Lecture 6. November 14, 1947
There are three periods to the Hebrew religion: Pre-prophetic, prophetic, post-prophetic or priestly.
The pre-prophetic is a mixed cult. The pre-exilic prophets—Amos, Hosea, Micah, Isaiah, Jeremiah—represent a spiritual awakening in history. It might be part of the general movement of Zoroaster whose teaching affected the life of the Hebrews. The prophetic follows the worship of Jehovah. The post-prophetic (priestly) is the legalizing of Jehovah. This period is Judaism, the founding of the second temple, the synagogue, the Pharisees, and an organized cult.
Amos is one of the earliest prophets. Genesis and Kings II have four or five main documents showing the people affected by prophetic teaching. There is no “pure” pre-prophetic phase. First there was YHVH (Yahveh) which became Jehovah, the tribal, ancestral God of the Hebrews. This is what the prophets preached. The pre-prophetic religion which the prophets attacked as not “pure”: that is, it had a mixture of other gods. The mixing of cults was wrong, and the wrongness hinged on the ritual and the ceremony.
REVELATION IS CONSOLIDATED REALITY
The prophets emphasized doctrine and teaching. Judaism, or the priestly period, was the synthesis of religious doctrine with the prophetic teaching. The prophets were actuated by a feeling of moral evil on the part of any mixed cult.
WHAT CAUSED THIS FEELING?
Palestine is an agricultural country, a land flowing with milk and honey. Its chief products are grain, wine, oil. Before that, the people were nomads with their herds. The tradition is that the Hebrews were not always farmers. They learned it from the surrounding people. For the nomads, the sun is a destroyer and the moon is a friend. The word for moon is halle = hallelujah. The nomads were not interested in rain and nature. Abel is the idealized shepherd but the real shepherd is descended from Cain, whose name means smith, artificer. Cain founded the first city.
Reflected in this nomad-farmer background we see the steady expansion of civilization from farm to city. Every time this happens, the land of the nomads has been cut off—by barbarians, Tartars, Huns, and so on, which inspires panic. We see it in American western stories of the ranger menaced by the city slicker.
Abel’s sacrifice was accepted, but the bloodless one of Cain was not accepted. There is the paradox of the killing of Abel. It is the death of humankind and marks war as a state of existence, springing from Cain, the artificer of the ploughshare and the sword.

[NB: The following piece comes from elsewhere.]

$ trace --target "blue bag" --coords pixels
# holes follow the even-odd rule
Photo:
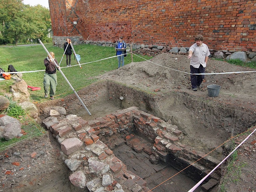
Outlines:
[[[80,60],[81,60],[81,57],[80,56],[80,55],[78,54],[77,54],[76,55],[76,59],[78,61],[80,61]]]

In the story of Isaac and Abraham (Chapter 22), we see God accepting animal sacrifice still, but he doesn’t like human sacrifice. The Canaanites practised it, and the characteristic of the Kings Who Went Wrong is that they practised the rites of the kings about them, human sacrifice. Ahaz was influenced by the Israelites in this respect.
Connected with sacrifice is the idea of transference of power. The king is the reservoir of force, like a charge of electricity. The more he is a reservoir of power the more fragile he becomes, the more enmeshed he is in taboos. When he is killed you’ll feel something pretty terrific. This electric energy must go into the tribe, so they drink his blood and eat his flesh.
Human sacrifice is also a communion. The body of the king becomes the body of the tribe; the social body is the incarnate leader. The king’s successor gets his share; he is smeared with fat, the anointed one. In the art form of tragedy, the king is killed on stage and his body and blood pass into the audience. That is catharsis.
However, a society so organized is not that stable. Some modifications came in with the idea of substitution, his own son or his wife. The king must die at the height of his power, about age thirty. The substitute king can be a captive from another tribe who may be made mock king for a while. It varies in tribes; he can be the buffoon or like the king. Christ has both the triumphal ride and the mockery. Sometimes it was the sacrifice of the king’s son or mock-son. For the Canaanites, it was the son.
To a farming community, the king is solidarity. This is different from the solidarity of a nomad tribe. The centre of gravity in the farming community is in the land and its fertility, the harvest. Their king would be the harvest and the vintage, the bread and the wine. The God of farmland incorporates the forces of nature and the fertility of the crops. He sums up literally the social solidarity which is the wine and grain as his blood and body. It is not symbolic here. The tribe still has the leader who is their blood and body.
Human sacrifice is not a bribe in this sense, but a communion with a god incarnate in a man. The original victim was a god-man; then came a substitute. The victim of the sacrifice would have more than human quality as the son of the god. There are rituals that are bribery to some demon in the sky. But the true religious impulse doesn’t think of God as separate but as incarnate in a man.